愛って、身を賭すほどの危うさと脆さ
中毒のようにやめられない愛ってあると思うんです。それが全編に映るドキュメンタリー。彼らの音楽への愛は「宿痾」という言葉がぴったりくるほど、病的ですらあります。それは、時々に長尺で挿入されるライブシーンを観れば明らか。人と音がこすれ合いぶつかり合う様子は、荒々しく危なげで、音楽に身を賭すさまが生々しく感じられます。

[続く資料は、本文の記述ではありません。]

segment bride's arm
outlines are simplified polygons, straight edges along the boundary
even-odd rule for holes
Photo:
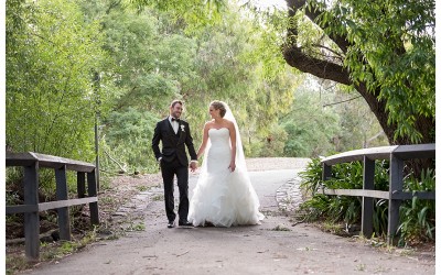
[[[232,140],[232,161],[229,162],[229,169],[234,172],[236,169],[236,129],[233,122],[229,124],[229,139]]]
[[[205,123],[204,125],[204,134],[202,136],[202,144],[200,146],[200,148],[197,150],[197,160],[201,157],[202,154],[204,154],[207,141],[208,141],[208,122]]]

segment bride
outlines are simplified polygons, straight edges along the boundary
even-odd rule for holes
[[[195,227],[259,224],[263,215],[248,176],[236,120],[222,101],[209,105],[209,114],[197,151],[197,158],[205,154],[189,221]]]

フールズの中心メンバーの一人である伊藤耕さんの歌は、ストレートで装飾なし。究極の自由や開放への、いい意味での諦めの悪さがあります。僕は20年ほどアフリカの音楽、芸能についてフィールドワークをしてきました。芸能の本質は、社会に風穴を開ける力だと思っています。フールズの音楽にはそれがある。こちらの体に迫ってくるかのよう。バンドメンバーをはじめとする関係者へのインタビューも見どころ。お互いに対する批判には、愛と敬意の気持ちが滲みます。
同じ映像作家としては、高橋監督の姿勢に共感しますね。監督はフールズが活動を始めた80年代からの熱狂的なファン。10年にわたり撮影を続けるというのは彼らのことを単に好きというだけでは当然できません。対象の一方的な観察ではなく、一緒に作り上げようという敬意があります。記録することへの責任感も持ち合わせている。様々な時代にまたがる多様なライブ映像の活用も見事。バンドへの愛に溢れているのです。